An Indian Police Service officer of the 1978 cohort, he was the Police Commissioner of Bangalore. Bidari comes from Banahatti City in Bagalkot District, Karnataka. He was succeeded as DG & IGP by Abdul Rahman Infant in March 2012. The Karnataka High Court had held the Special Task Force under his command responsible for rape and torture of women. The Karnataka High Court dubbed him worse than Saddam Hussein or Gaddafi for his role as the leader of the Task Force that was responsible for fake encounters, gang-rapes and harassment of tribals.

==Family background==
Shankar Bidari's family has five civil servants from a single family. Bidari comes from a Lingayat family. Bidari's daughter Vijayalakshmi Bidari, IAS undertook the Civil Services Examination in 2001. Her husband Mallikarjuna Prasanna, an IPS officer is a DCP in Mumbai. His son Vijayendra Bidari, an IPS officer is the Deputy Joint Director of CBI of Delhi. His wife Rohini Bhajibhakare, IAS from Solapur is a probationer working as collector in Salem, Tamil Nadu. Shankar Bidari's wife Umadevi, a doctor, is the only non-IAS and non-IPS person in the family.

==Awards and honours==
- Karnataka Chief Minister’s Gold Medal in 1989
- Andhra Pradesh Mukyamantri Shourya Padakam in 1990.
- Karnataka Chief Minister’s Gold Medal for the 2nd time in 1991.
- The Police Medal for Gallantry in 1991.
- President’s Police Medal for Meritorious service in 1995.
- President’s Police Medal for Distinguished Service in 2003.
- First Bar to the Police Medal for Gallantry in 2011.

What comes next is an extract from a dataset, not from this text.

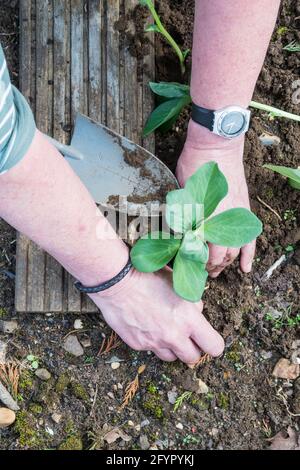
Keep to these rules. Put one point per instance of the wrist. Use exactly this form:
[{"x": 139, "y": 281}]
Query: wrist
[{"x": 199, "y": 137}]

Institutions and associations have given him titles such as "Vishwashri", "Kayakashri", "Basawashri" award, carrying a cash component of Rs.5 Lakhs by Shree Murga Mutt, Chitradurga in the year 2012 in recognition of his service, "Tippu Sultan Award", "Sri Vishveshwaraiah Award", "Pride of Karnataka", "Shishunala Shariff Award", "Kumara Rama Award", "Karnatakashri Award", "Mallikarjun Mansoor Award", "Sangolli Rayanna award", "Dr. Ambedkar Award".

==Karnataka High Court Order set aside by the Supreme Court of India==
On 30 March 2012, the Karnataka High Court, in response to a petition filed by then most senior IPS officer of Karnataka DGP Abdul Rahman Infant challenging the appointment of Shankar Bidari as Karnataka Director General, struck down Bidari’s appointment. This appears related to Bidari's role as commandant of a Special Task Force to tackle Veerappan. The decision by the High Court for removal of Bidari was based on the decision taken by the Central Administrative Tribunal (CAT), Bangalore bench, on 16 March 2012, which quashed the appointment of Shankar M Bidari as DG&IGP of Karnataka. It then directed the Karnataka State Government to appoint Infant as DG&IGP of Karnataka on an ad hoc basis.

He referred an appeal to the Supreme Court which gave a judgement exonerating him of allegations, and held that the order of the High Court was not correct. He retired after 34 years of service, in May 2012.